Climat : à quoi sert le Conseil de l’Arctique ?
Fin janvier à Tromsø, la grande ville la plus septentrionale du monde, à cheval sur une île et la côte norvégienne reliées par un pont et un tunnel. Après plus d’un mois et demi de nuit polaire, le soleil a fait depuis quelques jours son grand retour sur ce coin très couru du cercle arctique, point de départ des expéditions polaires et paradis des chasseurs d’aurores boréales. Encore pâle et lointain, l’astre se lève vers 10 heures pour se coucher quatre heures plus tard derrière les sommets enneigés de ce qui ressemble à une station de ski chic posée au bord de l’océan. À grandes enjambées, la nuit recule chaque jour davantage – elle s’éclipsera entièrement mi-mai. Mais en ce matin de fin d’hiver comme les Norvégiens appellent cette période – même si le thermomètre affiche -10~°C – la nuit règne encore. Une foule aux bonnets multicolores se dirige tranquillement, en évitant de glisser sur les chaussées glacées, vers un grand hôtel sur le port, pour l’un des plus importants rendez-vous des fondus du froid, l’Arctic Frontiers.
Venant des pays arctiques (Russie, Etats-Unis, Canada, Norvège, Danemark via le Groenland, Finlande, Suède et Islande) mais également d’Ecosse, d’Italie, de Chine ou du Japon (très peu de France), des centaines de responsables politiques, chefs d’entreprises, universitaires, étudiants, représentants d’ONG et de peuples autochtones migrent chaque année à la même époque tels des caribous vers ce bout du monde, pour parler réchauffement climatique, coopération, recherche, développement durable et environnement, dans une ambiance paisible et décontractée, très scandinave.

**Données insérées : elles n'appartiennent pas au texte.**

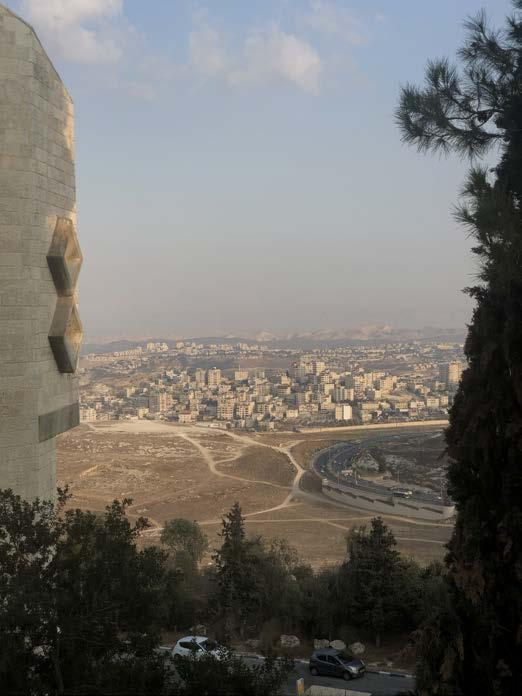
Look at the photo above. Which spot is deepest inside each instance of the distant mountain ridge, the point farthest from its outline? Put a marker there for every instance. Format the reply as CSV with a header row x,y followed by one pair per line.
x,y
304,340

Une fois les badges distribués et les cafés avalés, la première table ronde commence néanmoins avec les sujets qui fâchent. Si l’Hexagone bourdonne des accusations d’absentéisme vis-à-vis de Ségolène Royal comme ex-ambassadrice des Pôles, Ine Eriksen Soreide, la ministre des Affaires étrangères norvégienne, s’offusque, elle, d’une déclaration faite en août dernier par Florence Parly, la ministre des Armées, proclamant que « l’Arctique n’appartient à personne ». Plus de 4 millions de personnes vivent et travaillent dans cette région qui n’a rien d’une périphérie non réglementée, rappelle-t-elle sèchement.

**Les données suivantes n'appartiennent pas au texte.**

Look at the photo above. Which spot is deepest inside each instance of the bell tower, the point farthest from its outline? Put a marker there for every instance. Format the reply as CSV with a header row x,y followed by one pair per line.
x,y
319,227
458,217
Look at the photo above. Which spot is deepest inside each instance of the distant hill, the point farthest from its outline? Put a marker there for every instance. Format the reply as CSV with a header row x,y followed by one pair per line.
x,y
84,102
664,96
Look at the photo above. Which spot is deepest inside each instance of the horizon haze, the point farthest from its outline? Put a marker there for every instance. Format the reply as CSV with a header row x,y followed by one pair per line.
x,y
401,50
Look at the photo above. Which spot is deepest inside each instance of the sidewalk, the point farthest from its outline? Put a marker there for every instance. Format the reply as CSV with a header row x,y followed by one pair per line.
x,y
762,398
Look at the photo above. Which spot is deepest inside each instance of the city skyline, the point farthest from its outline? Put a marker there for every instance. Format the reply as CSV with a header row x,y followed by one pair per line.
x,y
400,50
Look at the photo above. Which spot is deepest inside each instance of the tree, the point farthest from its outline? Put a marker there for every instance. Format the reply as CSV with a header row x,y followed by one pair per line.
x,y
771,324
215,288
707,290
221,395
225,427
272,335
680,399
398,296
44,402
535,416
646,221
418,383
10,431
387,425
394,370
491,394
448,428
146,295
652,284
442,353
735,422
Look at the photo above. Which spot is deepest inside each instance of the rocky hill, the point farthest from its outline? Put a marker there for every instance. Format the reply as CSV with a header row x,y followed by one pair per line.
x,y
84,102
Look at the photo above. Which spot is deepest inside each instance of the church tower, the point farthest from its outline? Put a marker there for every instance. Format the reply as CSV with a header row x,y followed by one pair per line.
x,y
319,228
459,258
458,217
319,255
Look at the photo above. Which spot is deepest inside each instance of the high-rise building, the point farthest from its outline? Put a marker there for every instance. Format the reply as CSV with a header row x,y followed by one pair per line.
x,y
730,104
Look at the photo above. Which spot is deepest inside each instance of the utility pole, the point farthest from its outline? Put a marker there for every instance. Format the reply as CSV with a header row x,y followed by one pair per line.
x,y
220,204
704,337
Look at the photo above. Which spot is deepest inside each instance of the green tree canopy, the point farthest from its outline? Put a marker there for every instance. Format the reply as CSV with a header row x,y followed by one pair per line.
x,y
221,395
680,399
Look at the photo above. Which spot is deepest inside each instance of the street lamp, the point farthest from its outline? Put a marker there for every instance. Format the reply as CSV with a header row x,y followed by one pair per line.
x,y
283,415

« L’Arctique n’est plus un domaine réservé »
Il n’y a aucun représentant français pour argumenter. Les escarmouches ne s’arrêtent cependant pas là. Ville Skinari, le ministre du Commerce extérieur et du développement finlandais, appelle, lui, à faire évoluer la gouvernance de la région. « Face à l’importance croissante de l’Arctique dans le monde, nous ne pouvons plus vivre dans des silos, nous devons davantage travailler avec l’Union européenne », déclare-t-il en annonçant que la Commission planche sur « une nouvelle stratégie arctique », quatre ans seulement après la première… Enfonçant le clou, Bobo Lo, un chercheur australien qui travaille notamment avec le think tank français Ifri, va plus loin : « L’Arctique n’est plus un domaine réservé. L’ère de la sécurité confortable est révolue. Nous devons construire un nouvel ordre. Les organisations régionales comme le Conseil de l’Arctique doivent être complétées par un nouveau traité comme en Antarctique, avec un volet sur la sécurité, que cela vous plaise ou non. Continuer dans le cadre existant n’est pas tenable. Ne rien faire serait se diriger comme un somnambule vers le conflit ». Frissons dans la grande salle.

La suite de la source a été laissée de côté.